By ADAM URQUHART - Staff Writer | Jan 4, 2020

Telegraph photo by ADAM URQUHART Democratic presidential candidate Cory Booker of New Jersey speaks passionately to those gathered in a crowded room at Zco Corp. in Nashua on Friday about why he is running.

NASHUA – U.S. Sen. Cory Booker, D-N.J., continued making his case to be the 2020 Democratic presidential nominee on Friday during his tour of the immigrant-led Zco Corp. business in Nashua on Friday.

U.S. Rep. Annie Kuster, D-N.H., and New Hampshire Rep. Latha Mangipudi , D-Nashua, joined Booker for the tour.

“We are going to win as a nation, not a party, we’re going to win as a nation when we affirm that the ties that bind us are stronger than the lines that divide us – when we work as generations past have to put more indivisible back into this one nation under God,” Booker said.

Booker said this election should not only be about what certain candidates oppose, but also what they support.

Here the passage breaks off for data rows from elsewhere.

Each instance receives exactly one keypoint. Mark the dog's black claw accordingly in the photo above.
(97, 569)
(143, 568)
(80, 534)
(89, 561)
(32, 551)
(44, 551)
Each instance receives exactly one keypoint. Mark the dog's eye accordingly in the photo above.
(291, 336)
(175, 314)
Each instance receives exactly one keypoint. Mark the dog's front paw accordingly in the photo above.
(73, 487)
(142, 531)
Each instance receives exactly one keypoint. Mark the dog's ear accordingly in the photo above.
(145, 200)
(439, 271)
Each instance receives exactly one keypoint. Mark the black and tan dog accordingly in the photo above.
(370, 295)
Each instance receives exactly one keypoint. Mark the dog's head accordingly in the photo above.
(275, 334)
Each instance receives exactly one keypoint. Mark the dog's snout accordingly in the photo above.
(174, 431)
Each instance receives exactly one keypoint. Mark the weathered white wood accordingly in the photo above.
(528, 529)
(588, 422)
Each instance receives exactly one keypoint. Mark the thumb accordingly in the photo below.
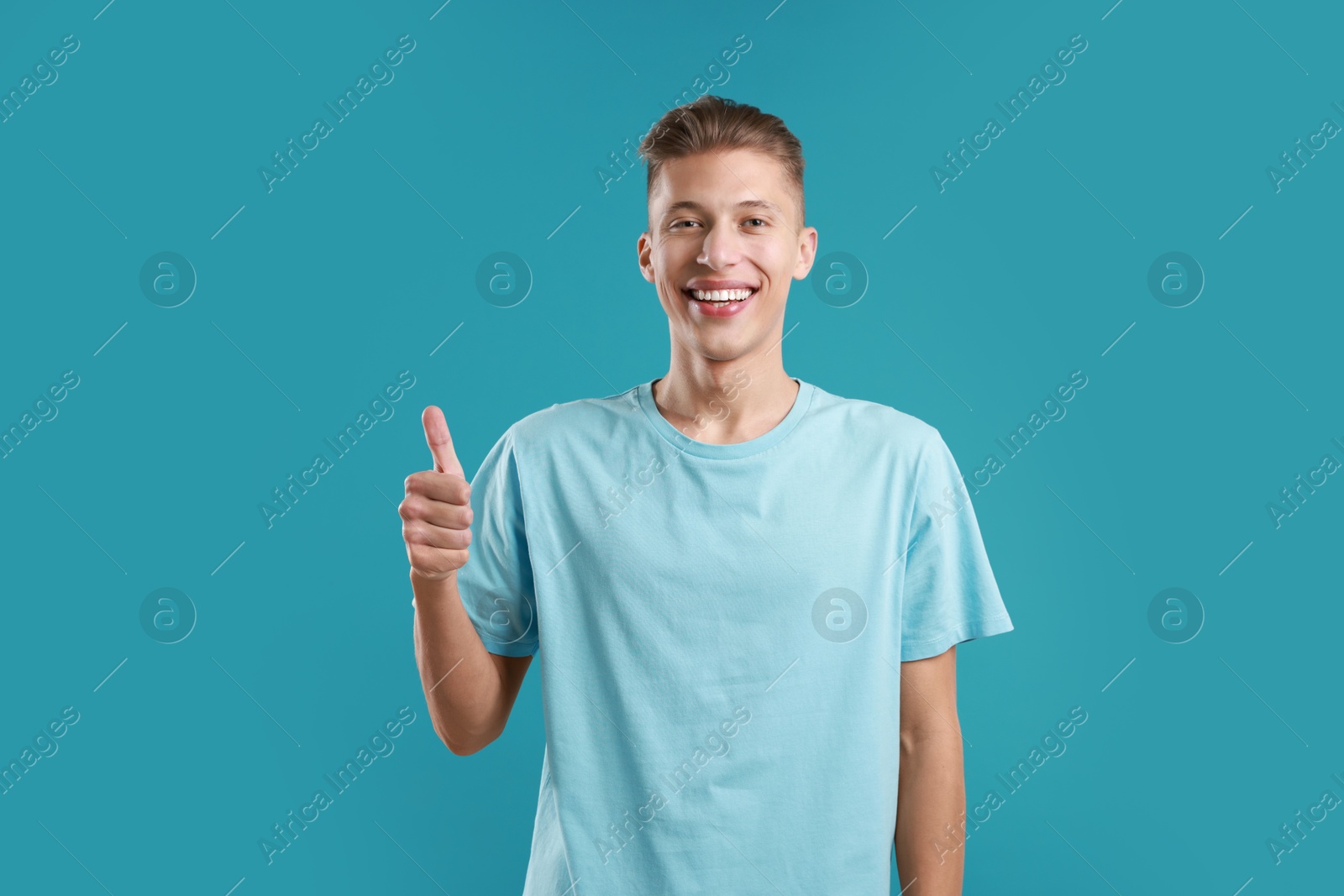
(440, 443)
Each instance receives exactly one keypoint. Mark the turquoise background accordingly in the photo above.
(360, 262)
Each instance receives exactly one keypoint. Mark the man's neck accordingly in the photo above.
(726, 402)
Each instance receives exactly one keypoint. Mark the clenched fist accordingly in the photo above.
(437, 510)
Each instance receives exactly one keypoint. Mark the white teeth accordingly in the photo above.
(722, 296)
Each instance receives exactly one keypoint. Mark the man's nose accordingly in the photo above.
(722, 248)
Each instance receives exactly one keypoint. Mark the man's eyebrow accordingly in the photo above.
(689, 204)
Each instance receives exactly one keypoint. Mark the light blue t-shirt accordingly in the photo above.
(719, 631)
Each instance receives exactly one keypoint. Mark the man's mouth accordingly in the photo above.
(719, 297)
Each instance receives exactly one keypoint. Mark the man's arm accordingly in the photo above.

Booker said he wants to lead a Democratic Party whose members can inspire voters to go to the polls.

Booker said this is a “moral moment” in America. He said he is tired of seeing fellow citizens getting slaughtered guns that he believes should be outlawed.

“The strongest nation on the planet Earth sends our children to school with the implicit message that we can’t protect you, so we’re going to send you to school to teach you how to hide,” Booker said. “We now are a nation, that in our public schools, we have more shelter in place drills than we do have fire drills.”

Booker said the candidate the nation needs is one who can help get to a point where the country has a revival of civic grace – when members of the nation begin to have the courageous empathy for the needs of others.

On the topic of gun violence, Booker aims to pursue a number of initiatives if elected president. Some of these include taking on the National Rifle Association and the corporate gun lobby; banning assault weapons, high-capacity magazines and bump stocks; limiting gun buyers to one handgun per month; and increasing funding for community-based violence intervention programs and gun violence research. Booker also aims to pass universal background checks and keep guns out of the wrong hands with gun licensing.

“We are best when we stand together and work together,” Booker said. “That’s not just how we get out of the gully: That’s how together, to the mountain top, we will rise.”